Олкрин с интересом разглядывал группу из человек двадцати, сошедших с дороги и располагавшихся на привал на соседней полянке неподалёку от них. Три лошади и четыре осла отправились щипать траву. Большинство путников двигалось пешком. Все они — и мужчины, и женщины — были одеты в почти одинаковые тусклой расцветки плащи из грубой ткани с капюшонами. Развязывая узлы и раскладывая на расстеленных на траве полотнищах свою нехитрую снедь, они переговаривались
— Не хотите ли к нам присоединиться? — спросил молодой человек.
— Что ты имеешь в виду? — цепкий взгляд глубоких серых глаз Сфагама, в сочетании с его бесстрастно-мягким голосом, привёл спрашивающего в лёгкое смущение.
— Я хотел предложить вам разделить нашу трапезу. Она не богата, но ведь и вы, сдаётся мне, не те, кто ищет утешения в чревоугодии.
— Да, в еде не следует искать утешения. Ею надо просто наслаждаться, — тихонько хмыкнул Сфагам.
— Тогда скажи своё имя, — обратился Олкрин к новому знакомому. — Мы ведь должны знать, с кем…
— Да-да, — торопливо заговорил тот, — простите, я должен был с этого начать. Родители дали мне имя Анвигар, но когда я стал на путь истинной веры, сам Пророк дал мне новое имя — Станвирм.
— Станвирм — это значит «идущий прямо», — проговорил Олкрин, — неплохо!
— Теперь смысл моей жизни — оправдать имя, данное Пророком. А ваши имена нам известны. В Амтасе их теперь каждый знает.
Собеседники расселись кружком на земле. Перед ними на куске холста в окружении больших фляг с водой лежали круглые хлебы, вяленая рыба, куски сыра, и овощи.
— А зачем ты стал спорить с правителем? Разве ты не видел, что это бесполезно? — спросил Олкрин, выкладывая на импровизированный стол печёные пирожки из своей сумки. — Тебе ведь могло и влететь.

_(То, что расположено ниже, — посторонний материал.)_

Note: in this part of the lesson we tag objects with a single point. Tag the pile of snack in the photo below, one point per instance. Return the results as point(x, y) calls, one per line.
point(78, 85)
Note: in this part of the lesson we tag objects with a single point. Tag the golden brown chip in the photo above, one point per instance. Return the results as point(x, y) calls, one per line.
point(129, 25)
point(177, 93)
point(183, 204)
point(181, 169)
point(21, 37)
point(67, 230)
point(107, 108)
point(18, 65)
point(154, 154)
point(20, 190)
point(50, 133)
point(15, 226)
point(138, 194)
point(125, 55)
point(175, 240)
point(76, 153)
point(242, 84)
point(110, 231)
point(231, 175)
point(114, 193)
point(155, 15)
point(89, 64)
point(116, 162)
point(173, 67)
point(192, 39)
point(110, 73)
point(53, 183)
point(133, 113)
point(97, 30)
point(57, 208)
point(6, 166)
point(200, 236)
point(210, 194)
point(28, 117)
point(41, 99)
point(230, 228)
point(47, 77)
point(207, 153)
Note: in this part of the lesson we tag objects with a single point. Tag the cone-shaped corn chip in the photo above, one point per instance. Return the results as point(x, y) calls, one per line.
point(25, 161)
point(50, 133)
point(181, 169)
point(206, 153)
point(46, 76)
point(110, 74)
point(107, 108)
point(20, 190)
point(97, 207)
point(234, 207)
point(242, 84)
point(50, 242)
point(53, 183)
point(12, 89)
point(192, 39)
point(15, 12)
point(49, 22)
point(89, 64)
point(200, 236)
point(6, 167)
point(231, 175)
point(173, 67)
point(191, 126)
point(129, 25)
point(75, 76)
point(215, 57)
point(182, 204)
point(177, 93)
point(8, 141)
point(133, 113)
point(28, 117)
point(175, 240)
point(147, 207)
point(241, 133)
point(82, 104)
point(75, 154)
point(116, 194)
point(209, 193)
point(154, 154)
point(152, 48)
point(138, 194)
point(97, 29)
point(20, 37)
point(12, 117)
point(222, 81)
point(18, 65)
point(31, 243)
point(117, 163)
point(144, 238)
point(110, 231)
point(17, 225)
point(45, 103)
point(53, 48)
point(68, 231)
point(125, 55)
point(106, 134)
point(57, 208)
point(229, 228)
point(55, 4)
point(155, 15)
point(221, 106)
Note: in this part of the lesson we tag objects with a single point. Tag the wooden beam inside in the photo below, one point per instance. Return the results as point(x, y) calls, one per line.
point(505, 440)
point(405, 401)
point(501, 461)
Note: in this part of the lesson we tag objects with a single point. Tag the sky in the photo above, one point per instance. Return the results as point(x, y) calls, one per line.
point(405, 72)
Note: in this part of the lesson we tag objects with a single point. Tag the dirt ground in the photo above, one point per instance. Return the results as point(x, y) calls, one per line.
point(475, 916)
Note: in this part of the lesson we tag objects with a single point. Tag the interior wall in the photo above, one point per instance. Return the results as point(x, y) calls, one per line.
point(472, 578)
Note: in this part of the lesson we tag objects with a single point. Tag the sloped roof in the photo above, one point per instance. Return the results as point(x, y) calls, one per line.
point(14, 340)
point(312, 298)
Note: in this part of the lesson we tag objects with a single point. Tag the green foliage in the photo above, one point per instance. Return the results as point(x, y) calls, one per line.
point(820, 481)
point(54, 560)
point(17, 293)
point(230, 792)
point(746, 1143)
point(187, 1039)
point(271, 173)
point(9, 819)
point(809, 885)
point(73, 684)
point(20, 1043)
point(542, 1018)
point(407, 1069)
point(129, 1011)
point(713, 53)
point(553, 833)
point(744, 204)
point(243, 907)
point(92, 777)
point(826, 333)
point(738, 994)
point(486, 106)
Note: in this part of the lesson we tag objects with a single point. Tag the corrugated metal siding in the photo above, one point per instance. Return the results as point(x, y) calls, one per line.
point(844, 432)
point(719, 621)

— Борьба со злом никогда не бывает бесполезной. Люди всё видели и всё слышали. И сомнение в правоте власти с её грубой силой рано или поздно перерастёт в силу, которая остановит кровавые расправы. И правители тоже это поймут. Обязательно…
Олкрин недоверчиво улыбнулся. — А палачи? А воины? Их ты тоже надеешься обратить в свою веру?
— Палач — тоже человек. Все мы люди и потому все открыты Добру — вот в чём дело. Только Добро делает нас людьми. Даже для палача путь к Добру не закрыт.
— И даже для Фриккела из Амтасы? Уж он-то…!
Станвирм напряжённо сжал губы. — Да, палачей в нашей общине ещё не было, — помолчав, сказал он. А воины есть. Вот прямо перед тобой сидит брат Ирсинк. Он всю жизнь был воином и даже имел чин сотника в коннице. А теперь он с нами.
Лысоватый старик с лицом, изборождённым многочисленными шрамами, на миг поднял на говорящих свои немного печальные глаза.
— С грубой силой всё понятно. А вот когда за этой силой стоит закон… Ты ведь тогда ничего не смог возразить правителю на этот счёт, — продолжал Олкрин.
— Их закон — земной, а истинный закон — небесный, — вступила в разговор одна из женщин, поправляя сброшенный с головы капюшон.
— Их закон служит царящей на земле грубой силе — правителям и их слугам. Закон земных царств падёт, когда сольются два источника истинного закона — в небе и в душе каждого человека, — пояснил Станвирм.
— Да. Ты правильно сделал, что не сказал ему этого, — заметил Сфагам, аккуратно разрезая яблоко маленьким ножиком.